Serenko took part in the 2015–16 anti-militarist travelling art exhibition Ne Mir (No Peace). In her collaborative 2016 project Tikhii Picket (Silent Picket), participants created an A3 political poster and recorded reactions. Serenko herself permanently travelled with her Silent Picket poster, "three months under the supervsion of a poster", and as a result was "constantly communicating with people, fifteen or twenty hours a day". One sign depicted a girl with her head in her arms inundated by sort of the comments received if a woman alleges rape ("She was probably drunk", "What was she wearing?"). Serenko said: "Men, as always, laughed."[2] In 2016, Serenko also curated a Moscow exhibition of Stuckist art.[1]
In 2020, Serenko was one of the cofounders of Femdacha, a feminist retreat on the outskirts of Moscow.[3]
On Valentine's Day 2021, Serenko organized a "chain of solidarity" for female victims of political repression. After announcing the event on Facebook, she received an estimated 600 death threats.[4] That year, she worked for the campaign of human rights activist Alyona Popova, a candidate for the State Duma. In November 2021, Serenko published a Facebook post underlining that migrants were only responsible for 3–4% of crimes in Russia. Soon afterwards, she discovered that her phone number and a home address had been leaked to far-right activists. The founder of the Male State movement urged his followers to "crush" the "scum",[5] and Serenko received thousands more death threats.[6]
Since the 2022 Russian invasion of Ukraine, Serenko has participated in the activist group Feminist Anti-War Resistance,[9] which on 27 February issued a manifesto calling on Russian feminists to oppose the war.[10][11] Serenko herself published a statement calling on Russians to put aside political apathy and act:
Stop being pathetic cowards, conformists, patient sufferers, loyal citizens, stop being apolitical ...Stop sitting in cafes. Stop planning vacations. Stop listening to propaganda. Don't die like fools. Stop being scared of prison and arrests, I swear to God, those are not the worst options.
Join antiwar activists and movements. Protest this war."[9]

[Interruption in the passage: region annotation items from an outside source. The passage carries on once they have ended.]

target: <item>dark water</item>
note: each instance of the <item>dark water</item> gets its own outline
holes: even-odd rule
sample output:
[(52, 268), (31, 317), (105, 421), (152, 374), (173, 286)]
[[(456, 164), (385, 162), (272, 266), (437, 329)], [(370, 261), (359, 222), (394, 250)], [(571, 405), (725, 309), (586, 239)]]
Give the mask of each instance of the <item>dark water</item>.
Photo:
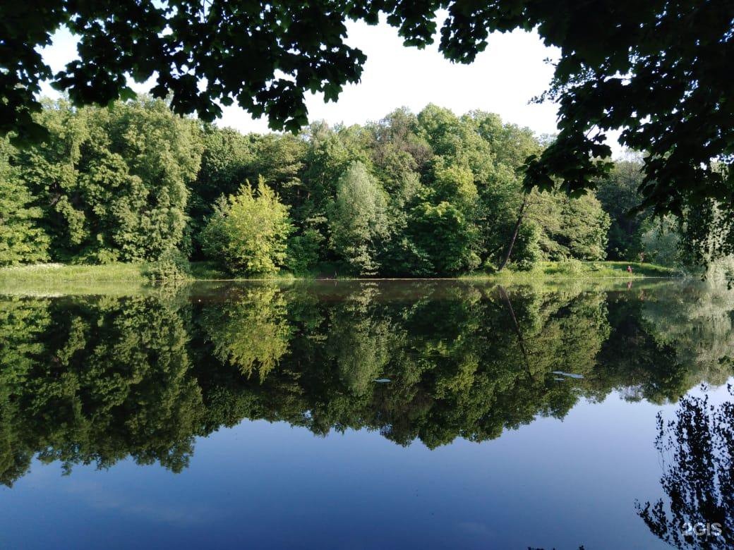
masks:
[(0, 548), (730, 548), (733, 320), (679, 282), (4, 296)]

In March 2022, Serenko was among 151 international feminists signing Feminist Resistance Against War: A Manifesto, in solidarity with the Feminist Anti-War Resistance.[12]
In November 2023, the BBC named Seranko to their 100 Women list of "inspiring and influential women from around the world", recognizing Serenko for her feminist and anti-war activism, art and writing.[14]
Works
Poetry
Siberia Burns: A Poem from Russia. Los Angeles Review of Books, 12 August 2021. Translated by Rachel Brazier, Serena Clapp-Clark, Paige MacKinnon, Helen Poe and Elizabeth Tolley.